Also, group identity politics is a horrendous way to view the world. It perpetuates hatred, division, bigotry, bitterness, violence, revenge, close-mindedness and hypocrisy. During Utah’s last election cycle I was lectured by several “liberals” about how disproportionately white and male the positions of power are, particularly in congress. I responded, perhaps wrongfully by joining their group identity games, by pointing out that it’s possible that these positions were mostly filled by men due largely to the fact that power attracts megalomaniacs and megalomaniacs tend to be mostly men. I may have received some brownie points for dissing on men but they continued to insist that the reason for disproportionate representation was due to systemic sexism and racism. Distinctions of correlation and causality are lost on people infected with confirmation bias.

Just after these conversations, their “principles” (if you can call them that) were put to the test.  An African American congresswoman in their district was challenged by a white, Christian male and guess who these “liberals” voted for? If they consistently applied the “principles” that they espoused then you would reasonably guess that they voted for the African American woman but you would be wrong. They voted for the “white, Christian male”. Why? That “white, Christian male” was also a “liberal”. The African American woman was not. In other words, many of today’s “liberals” don’t care about the things they outwardly profess as much as they do about their underlying ideology and crusade for power. As Malcom X pointed out decades ago, and as I’ve consistently observed from experience, minorities are just meat-shields for “liberal’s” quests for power: 

“The white liberal aren’t white people who are for independence, who are moral and ethical in their thinking. They are just a faction of white people that are jockeying for power…The liberal elements of whites are those who have perfected the art of selling themselves to the Negro as a friend of the Negro. Getting sympathy of the Negro, getting the allegiance of the Negro, and getting the mind of the Negro. Then the Negro sides with the white liberal, and the white liberal use the Negro against the white conservative. So that anything that the Negro does is never for his own good, never for his own advancement, never for his own progress, he’s only a pawn in the hands of the white liberal. The worst enemy that the Negro have is this white man that runs around here drooling at the mouth professing to love Negros, and calling himself a liberal, and it is following these white liberals that has perpetuated problems that Negros have.” 
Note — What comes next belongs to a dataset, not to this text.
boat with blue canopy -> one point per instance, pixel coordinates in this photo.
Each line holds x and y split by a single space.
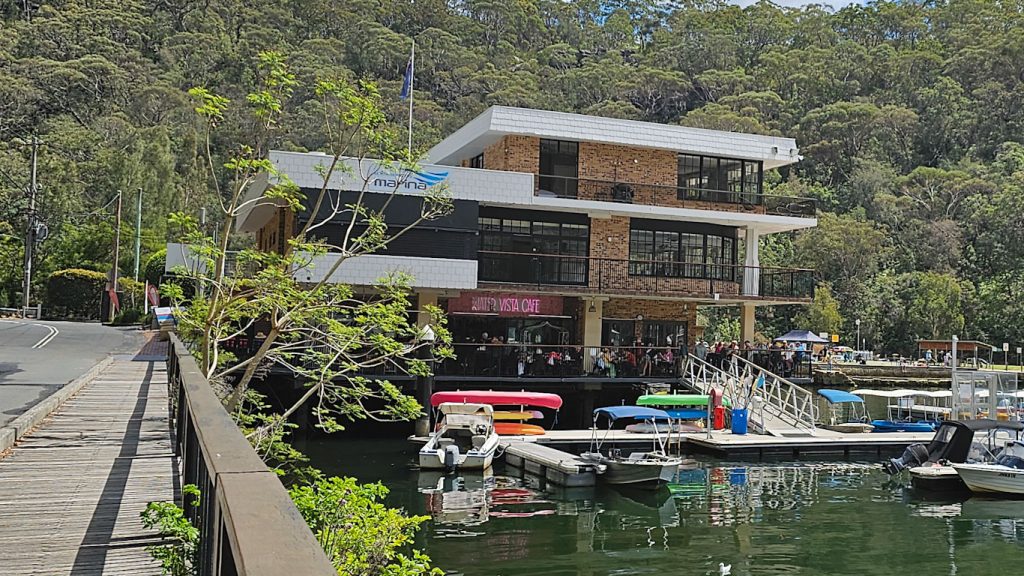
647 469
900 418
847 412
An open-minded, self-identified “liberal” friend once asked me about my views on race since I am not white but also not “liberal” (by today’s standards). I’ll paraphrase here what I told him.

I believe it is a fallacy to paint everyone within a group with a broad-brush based on some limited experiences we’ve had or heard of from others. It’s a sin of ignorance. It hurts the accused. Willful ignorance is an even greater sin. Prejudice coupled with hate is the worst form of bigotry. Prejudism is perpetuated when we pit group against group. I believe in being tolerant of all individuals and loving them no matter what. We can’t overcome these painful hurdles of prejudice with more prejudice. We can’t create justice with more injustice. We can’t spread light with darkness. 

Seeing others as individuals rather than groups will help unite rather than divide, a principle that Daryl Davis enacted and that Social Psychologist Jonathan Haidt discovered while researching the effectiveness (or rather ineffectiveness) of diversity training, sensitivity training and other forced inclusivity models. When all we can see is our differences, we grow further apart. 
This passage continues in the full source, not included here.